Isabelle : On est très présents. On se considère comme une équipe hands-on. On siège toujours au board, pas par volonté de contrôle, mais pour pouvoir être un vrai partenaire actif. On agit comme une équipe de corporate development à temps partiel pour les startups. Grâce à notre réseau, on ouvre des portes : grands groupes, institutions, partenaires stratégiques.
L’un des défis, c’est souvent de convaincre les fondateurs que c’est le bon moment pour se tourner vers l’Europe. Leur marché de référence, c’est souvent les États-Unis. Il faut donc les convaincre d’y consacrer du temps, des ressources, un budget. On ne force jamais, mais quand le timing est bon, on est là pour accélérer.
Isabelle : C’est un sujet de perception plus que de réalité économique. D’un point de vue business, les sociétés israéliennes ont souvent leur R&D en Israël, mais tout ce qui est sales et exécution se fait à l’étranger, en particulier aux Etats-Unis. Elles sont donc peu affectées par le contexte local. Quand une startup a une technologie différenciante, un vrai avantage compétitif et une capacité d’exécution internationale, les investisseurs regardent les chiffres, pas la nationalité.
Isabelle : On a adopté l’intelligence artificielle de manière assez naturelle dans notre quotidien. Les LLM, comme ChatGPT, sont des outils qu’on utilise pour gérer le deal flow, synthétiser des réunions, analyser des documents ou encore monitorer nos participations. Ça nous permet d’être plus efficaces, notamment quand on traite des sujets très techniques, comme avec DustPhotonics. Aucun membre de l’équipe n’est ingénieur de formation, donc ces outils nous permettent de monter en compétence rapidement sur des sujets deeptech.
Isabelle : Le secteur reste très masculin, que ce soit du côté des investisseurs ou des entrepreneurs. Mais je pense que c’est une force d’être une femme dans cet univers. On a une sensibilité différente, y compris dans notre manière d’évaluer et d’accompagner les projets. En France, il y a encore très peu de femmes dans les fonctions dirigeantes du VC ou parmi les fondatrices. Ce n’est pas une situation qui évolue très vite, malheureusement.
Cela dit, on ne fait pas du genre un critère de sélection. Ce serait contre-productif. Par contre, on encourage activement nos entrepreneurs à faire évoluer leurs équipes sur ce sujet.
Isabelle : On veut continuer de croître, mais sans perdre notre esprit entrepreneurial. On regarde de près deux nouvelles initiatives. La première, c’est un fonds marocain, en partenariat avec le fonds souverain local. On pense que le Maroc peut devenir un hub stratégique pour la tech africaine. C’est une diaspora très présente, des talents très solides, et un écosystème en structuration. On veut investir dans des startups locales et dans la diaspora, mais aussi attirer des entreprises internationales pour y faire du transfert de technologies.

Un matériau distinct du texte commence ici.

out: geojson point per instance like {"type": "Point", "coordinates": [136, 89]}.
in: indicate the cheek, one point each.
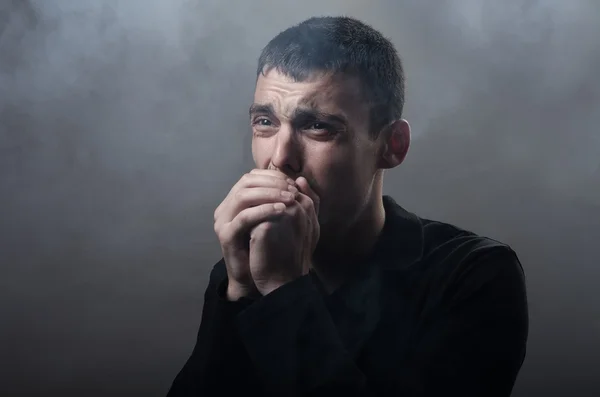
{"type": "Point", "coordinates": [261, 152]}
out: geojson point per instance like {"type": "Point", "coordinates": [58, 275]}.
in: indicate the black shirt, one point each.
{"type": "Point", "coordinates": [436, 311]}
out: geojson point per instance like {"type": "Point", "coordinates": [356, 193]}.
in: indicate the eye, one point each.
{"type": "Point", "coordinates": [318, 126]}
{"type": "Point", "coordinates": [263, 122]}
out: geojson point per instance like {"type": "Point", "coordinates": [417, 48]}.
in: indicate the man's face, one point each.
{"type": "Point", "coordinates": [318, 129]}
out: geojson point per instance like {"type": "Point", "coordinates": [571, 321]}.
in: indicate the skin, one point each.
{"type": "Point", "coordinates": [311, 139]}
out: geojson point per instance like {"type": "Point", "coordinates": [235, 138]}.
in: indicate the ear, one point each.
{"type": "Point", "coordinates": [395, 143]}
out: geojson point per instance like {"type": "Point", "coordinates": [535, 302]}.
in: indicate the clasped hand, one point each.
{"type": "Point", "coordinates": [268, 230]}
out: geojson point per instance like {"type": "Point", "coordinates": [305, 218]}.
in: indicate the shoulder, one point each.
{"type": "Point", "coordinates": [446, 242]}
{"type": "Point", "coordinates": [457, 257]}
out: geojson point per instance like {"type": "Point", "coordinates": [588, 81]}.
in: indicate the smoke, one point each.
{"type": "Point", "coordinates": [124, 123]}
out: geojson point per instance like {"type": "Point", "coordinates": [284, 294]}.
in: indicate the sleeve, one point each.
{"type": "Point", "coordinates": [295, 346]}
{"type": "Point", "coordinates": [219, 364]}
{"type": "Point", "coordinates": [473, 346]}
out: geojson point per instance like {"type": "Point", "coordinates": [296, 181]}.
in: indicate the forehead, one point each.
{"type": "Point", "coordinates": [327, 92]}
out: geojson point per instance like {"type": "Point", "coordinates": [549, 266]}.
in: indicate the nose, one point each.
{"type": "Point", "coordinates": [287, 152]}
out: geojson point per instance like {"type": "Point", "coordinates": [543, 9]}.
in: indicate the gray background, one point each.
{"type": "Point", "coordinates": [123, 125]}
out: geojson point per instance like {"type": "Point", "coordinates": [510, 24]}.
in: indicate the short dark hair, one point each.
{"type": "Point", "coordinates": [342, 45]}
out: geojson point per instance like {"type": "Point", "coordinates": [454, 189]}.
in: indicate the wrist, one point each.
{"type": "Point", "coordinates": [236, 291]}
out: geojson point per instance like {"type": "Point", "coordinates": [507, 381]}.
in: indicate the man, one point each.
{"type": "Point", "coordinates": [327, 287]}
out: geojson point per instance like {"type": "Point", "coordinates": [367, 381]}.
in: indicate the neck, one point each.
{"type": "Point", "coordinates": [340, 252]}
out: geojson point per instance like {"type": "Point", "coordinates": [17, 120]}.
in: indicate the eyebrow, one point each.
{"type": "Point", "coordinates": [301, 113]}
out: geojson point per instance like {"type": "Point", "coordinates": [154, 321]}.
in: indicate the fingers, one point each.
{"type": "Point", "coordinates": [249, 218]}
{"type": "Point", "coordinates": [273, 173]}
{"type": "Point", "coordinates": [255, 196]}
{"type": "Point", "coordinates": [306, 190]}
{"type": "Point", "coordinates": [269, 185]}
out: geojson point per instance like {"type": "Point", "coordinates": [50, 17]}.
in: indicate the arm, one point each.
{"type": "Point", "coordinates": [219, 364]}
{"type": "Point", "coordinates": [476, 343]}
{"type": "Point", "coordinates": [473, 347]}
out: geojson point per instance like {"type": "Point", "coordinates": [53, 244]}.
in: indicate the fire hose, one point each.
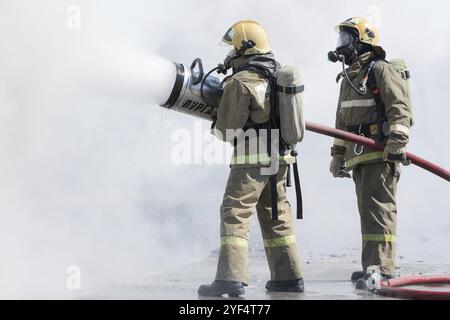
{"type": "Point", "coordinates": [372, 144]}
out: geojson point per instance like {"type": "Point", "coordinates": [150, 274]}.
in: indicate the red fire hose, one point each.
{"type": "Point", "coordinates": [398, 288]}
{"type": "Point", "coordinates": [343, 135]}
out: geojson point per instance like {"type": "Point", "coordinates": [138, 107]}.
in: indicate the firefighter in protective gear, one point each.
{"type": "Point", "coordinates": [382, 113]}
{"type": "Point", "coordinates": [245, 107]}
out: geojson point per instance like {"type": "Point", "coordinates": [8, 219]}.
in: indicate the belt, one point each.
{"type": "Point", "coordinates": [368, 130]}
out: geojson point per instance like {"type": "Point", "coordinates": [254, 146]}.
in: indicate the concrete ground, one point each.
{"type": "Point", "coordinates": [326, 278]}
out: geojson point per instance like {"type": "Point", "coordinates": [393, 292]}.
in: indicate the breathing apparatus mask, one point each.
{"type": "Point", "coordinates": [233, 55]}
{"type": "Point", "coordinates": [348, 48]}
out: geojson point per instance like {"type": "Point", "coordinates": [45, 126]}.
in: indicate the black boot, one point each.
{"type": "Point", "coordinates": [362, 284]}
{"type": "Point", "coordinates": [219, 288]}
{"type": "Point", "coordinates": [357, 275]}
{"type": "Point", "coordinates": [297, 286]}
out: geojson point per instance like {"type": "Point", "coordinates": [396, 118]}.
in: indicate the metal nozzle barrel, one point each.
{"type": "Point", "coordinates": [191, 89]}
{"type": "Point", "coordinates": [178, 86]}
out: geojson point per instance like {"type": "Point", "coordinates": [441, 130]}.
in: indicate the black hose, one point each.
{"type": "Point", "coordinates": [361, 93]}
{"type": "Point", "coordinates": [203, 84]}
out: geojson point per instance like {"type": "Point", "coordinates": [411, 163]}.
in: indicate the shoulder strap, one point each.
{"type": "Point", "coordinates": [374, 88]}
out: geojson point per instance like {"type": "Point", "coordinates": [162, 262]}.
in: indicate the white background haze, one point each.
{"type": "Point", "coordinates": [85, 170]}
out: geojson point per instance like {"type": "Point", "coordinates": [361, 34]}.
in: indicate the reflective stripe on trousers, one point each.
{"type": "Point", "coordinates": [280, 242]}
{"type": "Point", "coordinates": [364, 158]}
{"type": "Point", "coordinates": [234, 241]}
{"type": "Point", "coordinates": [379, 237]}
{"type": "Point", "coordinates": [257, 159]}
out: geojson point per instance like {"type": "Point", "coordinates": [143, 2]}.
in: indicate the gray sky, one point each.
{"type": "Point", "coordinates": [85, 173]}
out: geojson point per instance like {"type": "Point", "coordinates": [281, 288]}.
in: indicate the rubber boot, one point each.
{"type": "Point", "coordinates": [296, 286]}
{"type": "Point", "coordinates": [362, 283]}
{"type": "Point", "coordinates": [357, 275]}
{"type": "Point", "coordinates": [219, 288]}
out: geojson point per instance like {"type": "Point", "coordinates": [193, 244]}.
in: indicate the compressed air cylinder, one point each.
{"type": "Point", "coordinates": [186, 94]}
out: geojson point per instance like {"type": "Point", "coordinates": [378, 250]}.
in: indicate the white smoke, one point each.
{"type": "Point", "coordinates": [86, 177]}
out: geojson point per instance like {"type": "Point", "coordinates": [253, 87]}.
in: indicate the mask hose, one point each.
{"type": "Point", "coordinates": [363, 90]}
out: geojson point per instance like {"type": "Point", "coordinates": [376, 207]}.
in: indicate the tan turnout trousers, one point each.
{"type": "Point", "coordinates": [246, 191]}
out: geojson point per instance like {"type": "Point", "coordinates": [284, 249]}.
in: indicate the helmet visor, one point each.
{"type": "Point", "coordinates": [345, 38]}
{"type": "Point", "coordinates": [228, 37]}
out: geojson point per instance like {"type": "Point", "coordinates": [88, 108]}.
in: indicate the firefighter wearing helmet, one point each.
{"type": "Point", "coordinates": [374, 102]}
{"type": "Point", "coordinates": [246, 105]}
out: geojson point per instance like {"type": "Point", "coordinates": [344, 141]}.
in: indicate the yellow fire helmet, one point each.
{"type": "Point", "coordinates": [248, 32]}
{"type": "Point", "coordinates": [368, 33]}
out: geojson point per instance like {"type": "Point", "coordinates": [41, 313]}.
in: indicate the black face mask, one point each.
{"type": "Point", "coordinates": [347, 49]}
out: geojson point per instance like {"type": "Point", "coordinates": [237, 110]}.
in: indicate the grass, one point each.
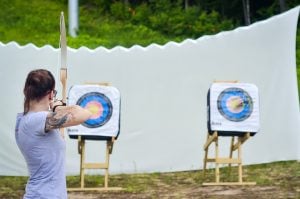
{"type": "Point", "coordinates": [284, 176]}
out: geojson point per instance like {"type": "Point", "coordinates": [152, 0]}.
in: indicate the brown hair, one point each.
{"type": "Point", "coordinates": [38, 84]}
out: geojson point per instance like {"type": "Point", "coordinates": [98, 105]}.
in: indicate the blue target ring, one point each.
{"type": "Point", "coordinates": [99, 105]}
{"type": "Point", "coordinates": [235, 104]}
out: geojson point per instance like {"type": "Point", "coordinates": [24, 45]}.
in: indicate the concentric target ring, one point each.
{"type": "Point", "coordinates": [235, 104]}
{"type": "Point", "coordinates": [99, 105]}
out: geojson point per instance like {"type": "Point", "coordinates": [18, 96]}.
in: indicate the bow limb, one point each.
{"type": "Point", "coordinates": [63, 63]}
{"type": "Point", "coordinates": [63, 57]}
{"type": "Point", "coordinates": [63, 80]}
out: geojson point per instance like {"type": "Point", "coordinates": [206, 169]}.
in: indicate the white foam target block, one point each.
{"type": "Point", "coordinates": [234, 107]}
{"type": "Point", "coordinates": [103, 102]}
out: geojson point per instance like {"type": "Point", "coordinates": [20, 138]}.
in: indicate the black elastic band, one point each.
{"type": "Point", "coordinates": [64, 104]}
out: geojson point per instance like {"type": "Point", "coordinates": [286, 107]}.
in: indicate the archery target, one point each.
{"type": "Point", "coordinates": [104, 104]}
{"type": "Point", "coordinates": [99, 105]}
{"type": "Point", "coordinates": [233, 107]}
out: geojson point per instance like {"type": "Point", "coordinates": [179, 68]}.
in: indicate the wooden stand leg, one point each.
{"type": "Point", "coordinates": [205, 158]}
{"type": "Point", "coordinates": [217, 164]}
{"type": "Point", "coordinates": [217, 160]}
{"type": "Point", "coordinates": [105, 165]}
{"type": "Point", "coordinates": [82, 160]}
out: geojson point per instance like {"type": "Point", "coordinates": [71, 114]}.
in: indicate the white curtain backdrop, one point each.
{"type": "Point", "coordinates": [163, 95]}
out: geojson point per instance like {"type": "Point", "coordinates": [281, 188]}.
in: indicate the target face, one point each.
{"type": "Point", "coordinates": [98, 104]}
{"type": "Point", "coordinates": [235, 104]}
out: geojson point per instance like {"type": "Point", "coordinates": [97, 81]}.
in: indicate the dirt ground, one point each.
{"type": "Point", "coordinates": [215, 192]}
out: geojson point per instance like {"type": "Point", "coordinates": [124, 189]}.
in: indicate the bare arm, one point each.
{"type": "Point", "coordinates": [65, 116]}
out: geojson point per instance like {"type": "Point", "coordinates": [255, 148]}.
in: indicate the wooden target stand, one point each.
{"type": "Point", "coordinates": [236, 145]}
{"type": "Point", "coordinates": [104, 165]}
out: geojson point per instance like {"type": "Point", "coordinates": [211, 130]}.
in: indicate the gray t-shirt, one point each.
{"type": "Point", "coordinates": [45, 156]}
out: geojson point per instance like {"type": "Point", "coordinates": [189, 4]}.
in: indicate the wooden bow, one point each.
{"type": "Point", "coordinates": [63, 60]}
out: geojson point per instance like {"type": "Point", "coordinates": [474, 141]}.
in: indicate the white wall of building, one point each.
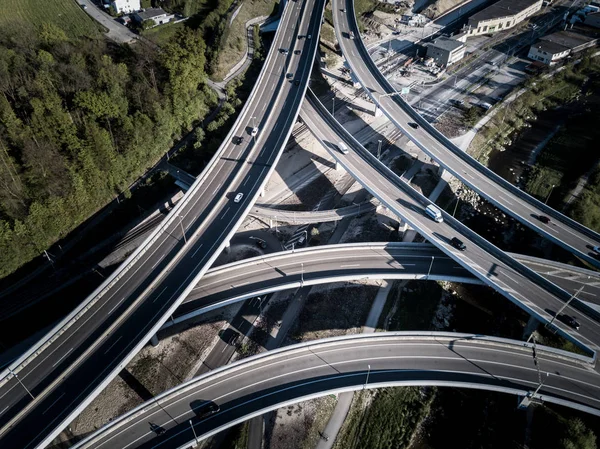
{"type": "Point", "coordinates": [126, 6]}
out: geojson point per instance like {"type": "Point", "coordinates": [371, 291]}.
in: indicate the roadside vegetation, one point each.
{"type": "Point", "coordinates": [21, 15]}
{"type": "Point", "coordinates": [385, 418]}
{"type": "Point", "coordinates": [79, 121]}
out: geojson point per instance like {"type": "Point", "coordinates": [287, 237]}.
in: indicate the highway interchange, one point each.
{"type": "Point", "coordinates": [276, 378]}
{"type": "Point", "coordinates": [561, 230]}
{"type": "Point", "coordinates": [110, 327]}
{"type": "Point", "coordinates": [64, 377]}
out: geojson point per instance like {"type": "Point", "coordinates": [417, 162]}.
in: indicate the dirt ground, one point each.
{"type": "Point", "coordinates": [298, 426]}
{"type": "Point", "coordinates": [156, 369]}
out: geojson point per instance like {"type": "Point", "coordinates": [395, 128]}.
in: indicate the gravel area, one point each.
{"type": "Point", "coordinates": [155, 370]}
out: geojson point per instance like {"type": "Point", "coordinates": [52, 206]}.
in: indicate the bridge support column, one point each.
{"type": "Point", "coordinates": [532, 325]}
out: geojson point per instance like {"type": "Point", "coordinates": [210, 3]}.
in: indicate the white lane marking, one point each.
{"type": "Point", "coordinates": [51, 405]}
{"type": "Point", "coordinates": [201, 245]}
{"type": "Point", "coordinates": [161, 292]}
{"type": "Point", "coordinates": [115, 306]}
{"type": "Point", "coordinates": [225, 213]}
{"type": "Point", "coordinates": [113, 344]}
{"type": "Point", "coordinates": [61, 359]}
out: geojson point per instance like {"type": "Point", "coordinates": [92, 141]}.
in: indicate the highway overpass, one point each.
{"type": "Point", "coordinates": [349, 262]}
{"type": "Point", "coordinates": [562, 230]}
{"type": "Point", "coordinates": [253, 386]}
{"type": "Point", "coordinates": [60, 375]}
{"type": "Point", "coordinates": [483, 260]}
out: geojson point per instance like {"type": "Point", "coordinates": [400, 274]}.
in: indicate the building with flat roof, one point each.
{"type": "Point", "coordinates": [445, 51]}
{"type": "Point", "coordinates": [556, 46]}
{"type": "Point", "coordinates": [501, 16]}
{"type": "Point", "coordinates": [156, 15]}
{"type": "Point", "coordinates": [126, 6]}
{"type": "Point", "coordinates": [593, 20]}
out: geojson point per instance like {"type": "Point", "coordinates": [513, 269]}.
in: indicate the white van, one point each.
{"type": "Point", "coordinates": [434, 213]}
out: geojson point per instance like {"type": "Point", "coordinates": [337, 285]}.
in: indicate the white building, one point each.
{"type": "Point", "coordinates": [556, 46]}
{"type": "Point", "coordinates": [126, 6]}
{"type": "Point", "coordinates": [501, 16]}
{"type": "Point", "coordinates": [445, 51]}
{"type": "Point", "coordinates": [157, 15]}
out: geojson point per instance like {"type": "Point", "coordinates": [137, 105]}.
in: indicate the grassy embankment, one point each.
{"type": "Point", "coordinates": [66, 14]}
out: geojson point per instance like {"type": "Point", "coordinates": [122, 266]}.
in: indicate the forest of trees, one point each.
{"type": "Point", "coordinates": [79, 121]}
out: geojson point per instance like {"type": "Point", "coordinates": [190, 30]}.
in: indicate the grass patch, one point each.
{"type": "Point", "coordinates": [415, 306]}
{"type": "Point", "coordinates": [163, 34]}
{"type": "Point", "coordinates": [237, 437]}
{"type": "Point", "coordinates": [235, 44]}
{"type": "Point", "coordinates": [66, 14]}
{"type": "Point", "coordinates": [388, 421]}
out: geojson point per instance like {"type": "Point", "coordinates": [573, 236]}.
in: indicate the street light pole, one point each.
{"type": "Point", "coordinates": [455, 206]}
{"type": "Point", "coordinates": [194, 431]}
{"type": "Point", "coordinates": [182, 230]}
{"type": "Point", "coordinates": [430, 265]}
{"type": "Point", "coordinates": [548, 197]}
{"type": "Point", "coordinates": [565, 305]}
{"type": "Point", "coordinates": [22, 384]}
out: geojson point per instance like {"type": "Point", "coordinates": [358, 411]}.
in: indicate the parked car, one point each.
{"type": "Point", "coordinates": [543, 219]}
{"type": "Point", "coordinates": [569, 321]}
{"type": "Point", "coordinates": [458, 244]}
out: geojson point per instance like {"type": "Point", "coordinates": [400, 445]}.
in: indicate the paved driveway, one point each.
{"type": "Point", "coordinates": [116, 31]}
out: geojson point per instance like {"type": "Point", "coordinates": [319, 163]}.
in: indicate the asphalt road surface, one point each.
{"type": "Point", "coordinates": [492, 266]}
{"type": "Point", "coordinates": [83, 358]}
{"type": "Point", "coordinates": [271, 380]}
{"type": "Point", "coordinates": [562, 230]}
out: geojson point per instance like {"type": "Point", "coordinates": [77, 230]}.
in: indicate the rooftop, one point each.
{"type": "Point", "coordinates": [150, 13]}
{"type": "Point", "coordinates": [503, 8]}
{"type": "Point", "coordinates": [446, 44]}
{"type": "Point", "coordinates": [567, 39]}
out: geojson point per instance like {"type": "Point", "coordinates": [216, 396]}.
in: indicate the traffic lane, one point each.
{"type": "Point", "coordinates": [320, 368]}
{"type": "Point", "coordinates": [67, 353]}
{"type": "Point", "coordinates": [328, 265]}
{"type": "Point", "coordinates": [255, 277]}
{"type": "Point", "coordinates": [56, 402]}
{"type": "Point", "coordinates": [528, 213]}
{"type": "Point", "coordinates": [482, 264]}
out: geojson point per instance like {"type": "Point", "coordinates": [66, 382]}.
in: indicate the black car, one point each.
{"type": "Point", "coordinates": [203, 409]}
{"type": "Point", "coordinates": [569, 321]}
{"type": "Point", "coordinates": [544, 219]}
{"type": "Point", "coordinates": [458, 244]}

La seconde initiative, c’est un fonds « entrepreneurs pour entrepreneurs ». On a convaincu deux fondateurs français, à succès, qui ont monté des scale-ups de rang mondial, de rejoindre l’équipe d’investissement. L’idée, c’est de créer un vrai véhicule d’accompagnement, où leur expérience sera mise au service des futurs entrepreneurs. Les lancements sont prévus avant la fin d’année 2025.
À l’heure où beaucoup de fonds se ressemblent, Sienna VC cultive une approche singulière, à la fois internationale, opérationnelle et engagée. De l’écosystème israélien à celui du Maroc, en passant par la French Tech, le fonds trace sa route avec une vision claire : faire émerger des technologies utiles, portées par des fondateurs ambitieux, et les aider à franchir les frontières.